La chacra de la Feria.
Viví en una chacra los primeros 6 años de mi vida, situada a escasos 3 kilómetros de la ciudad de Fray Bentos. Era una casa amplia, rodeada de una gran quinta de árboles frutales, que en la primavera llenaban de flores y aromas casi todo el predio, cuando producían sus frutos teníamos frutas frescas para nosotros 5 niños entre los diez y los 5 años, era una verdadera fiesta, fortuna y aventura. Sin contar con los plantíos de tomates y arvejas, de los cuales también dábamos cuenta en la calurosa hora de la siesta, cuando nuestra madre dormía. Teníamos también una variedad de animales domésticos, caballos, vacas, cerdos, patos, gansos, gallinas y los infaltables perros, guardianes calificados de semejante predio. Llegué a tener una tierna mascotita, una cerdita que mis hermanos de graciosos le habían puesto mi apodo. Ella resbalaba dentro de la casa en los pisos de portland lustrado lo que llenaba de risas nuestra casa, nuestras vidas.
Me costó desprenderme de esa chacra. Me aferré a ella desde la distancia durante mucho tiempo.

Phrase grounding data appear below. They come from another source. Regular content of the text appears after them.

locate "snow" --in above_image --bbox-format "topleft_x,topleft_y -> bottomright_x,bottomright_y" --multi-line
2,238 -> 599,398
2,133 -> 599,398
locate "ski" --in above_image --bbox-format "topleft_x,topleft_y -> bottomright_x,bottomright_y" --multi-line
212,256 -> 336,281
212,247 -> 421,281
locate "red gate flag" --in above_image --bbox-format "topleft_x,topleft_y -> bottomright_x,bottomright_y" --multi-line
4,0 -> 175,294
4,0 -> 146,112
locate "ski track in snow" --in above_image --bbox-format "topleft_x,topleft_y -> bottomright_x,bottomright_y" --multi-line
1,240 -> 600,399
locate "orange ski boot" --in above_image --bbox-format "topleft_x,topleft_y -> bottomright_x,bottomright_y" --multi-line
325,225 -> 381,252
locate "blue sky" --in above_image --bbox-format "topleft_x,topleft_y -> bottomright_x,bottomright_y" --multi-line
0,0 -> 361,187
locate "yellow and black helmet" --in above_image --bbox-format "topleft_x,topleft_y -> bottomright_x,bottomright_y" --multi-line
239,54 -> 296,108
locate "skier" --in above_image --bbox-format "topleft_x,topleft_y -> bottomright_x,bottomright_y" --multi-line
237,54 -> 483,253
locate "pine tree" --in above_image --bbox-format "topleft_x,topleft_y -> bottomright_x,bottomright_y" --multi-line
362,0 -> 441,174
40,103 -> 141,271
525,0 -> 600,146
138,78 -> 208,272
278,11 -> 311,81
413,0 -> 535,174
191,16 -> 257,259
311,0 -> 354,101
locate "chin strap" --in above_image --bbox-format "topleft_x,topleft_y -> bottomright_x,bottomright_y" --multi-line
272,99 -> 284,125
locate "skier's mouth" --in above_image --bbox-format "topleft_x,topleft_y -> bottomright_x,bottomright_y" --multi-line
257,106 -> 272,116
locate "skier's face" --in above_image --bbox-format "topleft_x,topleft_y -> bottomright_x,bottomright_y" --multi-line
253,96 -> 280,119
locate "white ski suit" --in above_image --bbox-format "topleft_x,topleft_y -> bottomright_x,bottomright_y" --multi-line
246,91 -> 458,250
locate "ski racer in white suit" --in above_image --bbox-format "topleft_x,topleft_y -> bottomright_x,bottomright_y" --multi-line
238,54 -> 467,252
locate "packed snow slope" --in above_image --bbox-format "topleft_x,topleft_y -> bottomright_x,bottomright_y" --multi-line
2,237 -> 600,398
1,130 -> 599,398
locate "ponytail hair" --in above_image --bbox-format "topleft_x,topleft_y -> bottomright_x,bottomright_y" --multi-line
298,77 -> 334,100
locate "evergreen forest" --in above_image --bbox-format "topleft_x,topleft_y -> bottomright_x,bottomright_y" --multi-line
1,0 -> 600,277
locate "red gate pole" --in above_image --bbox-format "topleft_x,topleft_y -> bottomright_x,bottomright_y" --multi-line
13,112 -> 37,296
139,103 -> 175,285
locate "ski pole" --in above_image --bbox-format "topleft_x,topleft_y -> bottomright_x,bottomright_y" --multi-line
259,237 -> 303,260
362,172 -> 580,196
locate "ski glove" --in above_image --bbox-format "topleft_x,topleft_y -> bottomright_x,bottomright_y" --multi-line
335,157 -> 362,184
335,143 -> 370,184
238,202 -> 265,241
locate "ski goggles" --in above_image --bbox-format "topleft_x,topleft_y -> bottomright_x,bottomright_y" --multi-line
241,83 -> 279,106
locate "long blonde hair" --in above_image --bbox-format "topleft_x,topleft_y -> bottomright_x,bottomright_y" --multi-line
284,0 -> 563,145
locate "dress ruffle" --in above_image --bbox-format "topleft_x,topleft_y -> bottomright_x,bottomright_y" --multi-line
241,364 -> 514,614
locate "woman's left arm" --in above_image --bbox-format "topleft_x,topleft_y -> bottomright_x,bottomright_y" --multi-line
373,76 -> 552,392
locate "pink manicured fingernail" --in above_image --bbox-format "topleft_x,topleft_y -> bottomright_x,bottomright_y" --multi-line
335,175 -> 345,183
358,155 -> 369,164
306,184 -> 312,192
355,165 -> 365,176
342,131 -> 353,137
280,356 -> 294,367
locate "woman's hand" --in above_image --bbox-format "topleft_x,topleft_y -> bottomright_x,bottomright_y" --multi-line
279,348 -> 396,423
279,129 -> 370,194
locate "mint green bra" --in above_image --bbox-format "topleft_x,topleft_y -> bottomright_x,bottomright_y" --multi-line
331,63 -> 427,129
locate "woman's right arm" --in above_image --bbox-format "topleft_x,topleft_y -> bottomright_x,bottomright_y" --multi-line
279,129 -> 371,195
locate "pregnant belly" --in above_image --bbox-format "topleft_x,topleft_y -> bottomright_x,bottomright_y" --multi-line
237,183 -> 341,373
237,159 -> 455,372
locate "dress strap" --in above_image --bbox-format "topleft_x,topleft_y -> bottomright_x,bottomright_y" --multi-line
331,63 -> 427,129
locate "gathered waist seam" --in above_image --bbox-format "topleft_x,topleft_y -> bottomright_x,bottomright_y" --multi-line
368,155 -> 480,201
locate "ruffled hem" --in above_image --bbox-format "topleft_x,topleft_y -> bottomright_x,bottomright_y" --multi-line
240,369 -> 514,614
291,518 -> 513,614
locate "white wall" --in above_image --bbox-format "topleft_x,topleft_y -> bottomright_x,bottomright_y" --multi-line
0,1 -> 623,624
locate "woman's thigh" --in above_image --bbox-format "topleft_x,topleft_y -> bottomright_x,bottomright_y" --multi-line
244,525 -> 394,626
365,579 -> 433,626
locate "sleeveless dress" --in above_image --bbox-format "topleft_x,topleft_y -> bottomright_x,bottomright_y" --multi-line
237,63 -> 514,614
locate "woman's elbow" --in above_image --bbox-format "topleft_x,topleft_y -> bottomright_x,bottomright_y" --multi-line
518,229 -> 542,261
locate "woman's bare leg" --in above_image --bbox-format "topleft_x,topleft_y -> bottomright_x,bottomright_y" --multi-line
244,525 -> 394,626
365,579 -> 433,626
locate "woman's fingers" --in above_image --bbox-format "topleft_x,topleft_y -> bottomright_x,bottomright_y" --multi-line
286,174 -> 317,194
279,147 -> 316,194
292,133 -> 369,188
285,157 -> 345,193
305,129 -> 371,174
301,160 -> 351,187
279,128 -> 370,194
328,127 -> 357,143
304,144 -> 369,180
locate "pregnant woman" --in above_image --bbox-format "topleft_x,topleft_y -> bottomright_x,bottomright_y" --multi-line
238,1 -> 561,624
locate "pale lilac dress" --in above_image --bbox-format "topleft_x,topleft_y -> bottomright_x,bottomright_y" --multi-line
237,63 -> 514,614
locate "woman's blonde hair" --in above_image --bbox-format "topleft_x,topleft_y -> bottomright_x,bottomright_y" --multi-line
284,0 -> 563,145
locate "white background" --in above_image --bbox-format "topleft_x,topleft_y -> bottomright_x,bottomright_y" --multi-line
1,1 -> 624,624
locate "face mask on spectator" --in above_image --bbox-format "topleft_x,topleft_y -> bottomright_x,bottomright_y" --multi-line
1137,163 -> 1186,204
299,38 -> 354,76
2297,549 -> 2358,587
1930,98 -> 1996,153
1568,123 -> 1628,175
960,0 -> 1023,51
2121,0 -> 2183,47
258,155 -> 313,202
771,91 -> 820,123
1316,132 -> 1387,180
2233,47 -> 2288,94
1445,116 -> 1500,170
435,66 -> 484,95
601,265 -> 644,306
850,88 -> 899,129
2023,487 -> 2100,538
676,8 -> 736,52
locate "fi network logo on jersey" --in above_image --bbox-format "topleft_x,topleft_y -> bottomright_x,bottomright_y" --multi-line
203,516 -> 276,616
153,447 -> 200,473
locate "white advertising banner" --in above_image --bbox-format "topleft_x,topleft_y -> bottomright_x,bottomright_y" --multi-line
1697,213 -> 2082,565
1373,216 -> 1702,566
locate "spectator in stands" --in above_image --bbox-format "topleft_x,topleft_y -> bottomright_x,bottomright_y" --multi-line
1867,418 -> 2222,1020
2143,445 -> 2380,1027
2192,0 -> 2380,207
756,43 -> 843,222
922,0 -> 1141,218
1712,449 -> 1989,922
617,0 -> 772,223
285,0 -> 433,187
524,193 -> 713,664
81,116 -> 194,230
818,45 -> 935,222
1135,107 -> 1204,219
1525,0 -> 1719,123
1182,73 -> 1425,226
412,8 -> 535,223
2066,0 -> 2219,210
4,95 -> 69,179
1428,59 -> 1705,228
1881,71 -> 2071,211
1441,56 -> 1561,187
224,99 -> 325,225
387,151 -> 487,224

Sus anécdotas y toda mi infancia se habían quedado estampadas allí, junto a mi inocencia, mis mejores sueños, mi familia.
No recuerdo otra parte de mi vida en que la memoria me devuelva una historia de familia, solo en esa chacra, la de mis años más tiernos, mis lindos recuerdos, mis grandes afectos, mis idas a la escuela a través del campo, mis carreras de saltitos en la ruta, mis cantos de rueda rueda, mis hermanos mayores, mis tazas de café con leche humeantes que mi padre me llevaba a la cama antes de salir a las 5 de la mañana a trabajar.
Estaba aún en la chacra cuando sucedió lo del tornado de 1966, que se llevó el techo de la “Casa Cuna” y el gran árbol de paraíso lindero a la casa de los vecinos. Él trajo los llantos y temores de mi madre y de mis hermanos. Estábamos solos en medio del campo, esperando a mi padre, rezando que llegara con vida, hasta que su voz nos devolvió la tranquilidad; con avidez nos devoramos cada una de las palabras de su aventura, la odisea del ómnibus la interminable espera que el tornado cediera, para poder vadear el rio Negro que parecía querer arrastrarlos en sus negras y turbulentas aguas junto la balsa que lo traía hacia nosotros. La distancia que nos separaba de la ciudad de Mercedes en ese momento era enorme y peligrosa, porque aun debían pasar 2 años para que se habilitara ese puente que hoy nos permite pasar el rio en tan solo 5 minutos
Mi chacra con aromas de campo, los opa opa de mis hermanos llevando las vacas al ordeñe, mi primera bici, cuando mi hermano mayor me cerró el portón antes de que pudiera pasar por él porque estaba celoso de que yo tuviera una bici. No sé que me dolió más, si el porrazo o la paliza que le dieron por “mi culpa”. Fue allí a mis cinco años el principio de esa grieta que se abrió entre mi hermano mayor y yo que nos separaría en forma lenta pero definitiva.
Nuestro perro “Buby” que regresó tantas y tantas veces a ella, hasta que la necesidad de estar cerca de nosotros fue más fuerte que su nostalgia por la querencia. Y tuvo que aceptar igual que todos, que jamás volveríamos a nuestra chacra, nuestra inocencia, nuestra infancia feliz.
Hoy, cuando todo parece tan pálido y alejado en el tiempo, cuando la niña parece haberse ido como mi chacra, para siempre, pienso en un lugar agradable para vivir mi madurez y aflora una pequeña chacra, con animalitos, árboles frutales, cerdos, gallinas y aroma a naranjales y jazmines. Y me pregunto: ¿Realmente esa niña alguna vez se fue o solo le dio un espacio a esa persona que se vio obligada a seguir, el ritmo, las normas y reglas sociales que le quitaron su felicidad y su inocencia? Y ahora, como si el tiempo jamás hubiese transcurrido, su yo interior se aferra a uno de los pocos momentos en que pudo sentirse feliz.